Our client is a global supplier of sterile injectable pharmaceutical products. They currently market and distribute a portfolio of sterile injectable drugs. Our state-of-the-art research and development organization has a robust pipeline of products in development that we will bring to regulated and semi-regulated markets around the world.
Key Responsibilities
* The understanding of HPRA BoH requirements for hosting a market authorisation.
* Acting as a Responsible Person for a Market Authorisation filing.
* Managing and engaging with Global Regulatory colleagues and stakeholders.
* Communicating and coordinating vendors/service providers - aligning activities and timelines.

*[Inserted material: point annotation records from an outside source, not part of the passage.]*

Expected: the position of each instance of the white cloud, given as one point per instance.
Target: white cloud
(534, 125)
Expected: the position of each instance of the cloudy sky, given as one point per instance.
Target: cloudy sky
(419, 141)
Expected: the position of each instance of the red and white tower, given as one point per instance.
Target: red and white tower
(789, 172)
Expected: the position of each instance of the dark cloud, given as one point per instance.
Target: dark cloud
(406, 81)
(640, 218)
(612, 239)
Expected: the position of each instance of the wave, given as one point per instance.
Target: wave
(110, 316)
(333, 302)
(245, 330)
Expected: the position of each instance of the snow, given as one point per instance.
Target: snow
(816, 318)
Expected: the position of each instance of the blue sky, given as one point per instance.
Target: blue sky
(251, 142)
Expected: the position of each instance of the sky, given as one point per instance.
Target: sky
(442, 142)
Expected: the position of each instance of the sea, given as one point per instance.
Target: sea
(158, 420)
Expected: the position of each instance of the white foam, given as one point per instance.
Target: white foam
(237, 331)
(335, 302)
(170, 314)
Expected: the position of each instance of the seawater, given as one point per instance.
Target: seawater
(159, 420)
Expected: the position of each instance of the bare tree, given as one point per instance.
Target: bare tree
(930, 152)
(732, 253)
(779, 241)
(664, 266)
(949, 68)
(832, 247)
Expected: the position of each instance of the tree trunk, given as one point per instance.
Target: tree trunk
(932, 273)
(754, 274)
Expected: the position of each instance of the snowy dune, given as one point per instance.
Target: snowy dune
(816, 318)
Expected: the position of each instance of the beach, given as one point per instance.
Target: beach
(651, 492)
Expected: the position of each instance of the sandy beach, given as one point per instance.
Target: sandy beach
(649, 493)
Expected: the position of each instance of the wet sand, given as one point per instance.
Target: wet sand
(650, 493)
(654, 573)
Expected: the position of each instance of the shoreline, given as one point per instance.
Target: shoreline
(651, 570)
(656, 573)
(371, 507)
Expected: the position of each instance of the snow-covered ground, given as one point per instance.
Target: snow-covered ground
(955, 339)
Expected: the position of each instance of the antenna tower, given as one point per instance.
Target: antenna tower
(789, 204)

* Building a quality system to manage the MA filing that meets HPRA requirements.
* Supporting a WDA for release of product into Europe.
* Regulatory Affairs experience in dossier creation and submission in Europe.
* Representing the company as the lead person with all relevant local authorities.
* Managing Regulatory Affairs activities associated with changes to MAs for all products registered in the territories under responsibility.
* For MAs, directly managing: Creation, maintenance, and management of MA current registered details.
Your Experience
* 8-10 years of professional Regulatory Affairs experience in the Pharmaceutical industry.
* Experience working with the HPRA.
* Experience reviewing regulatory dossiers.
* Excellent communication and stakeholder management skills.
* Experience working with global teams & Regulatory Authorities.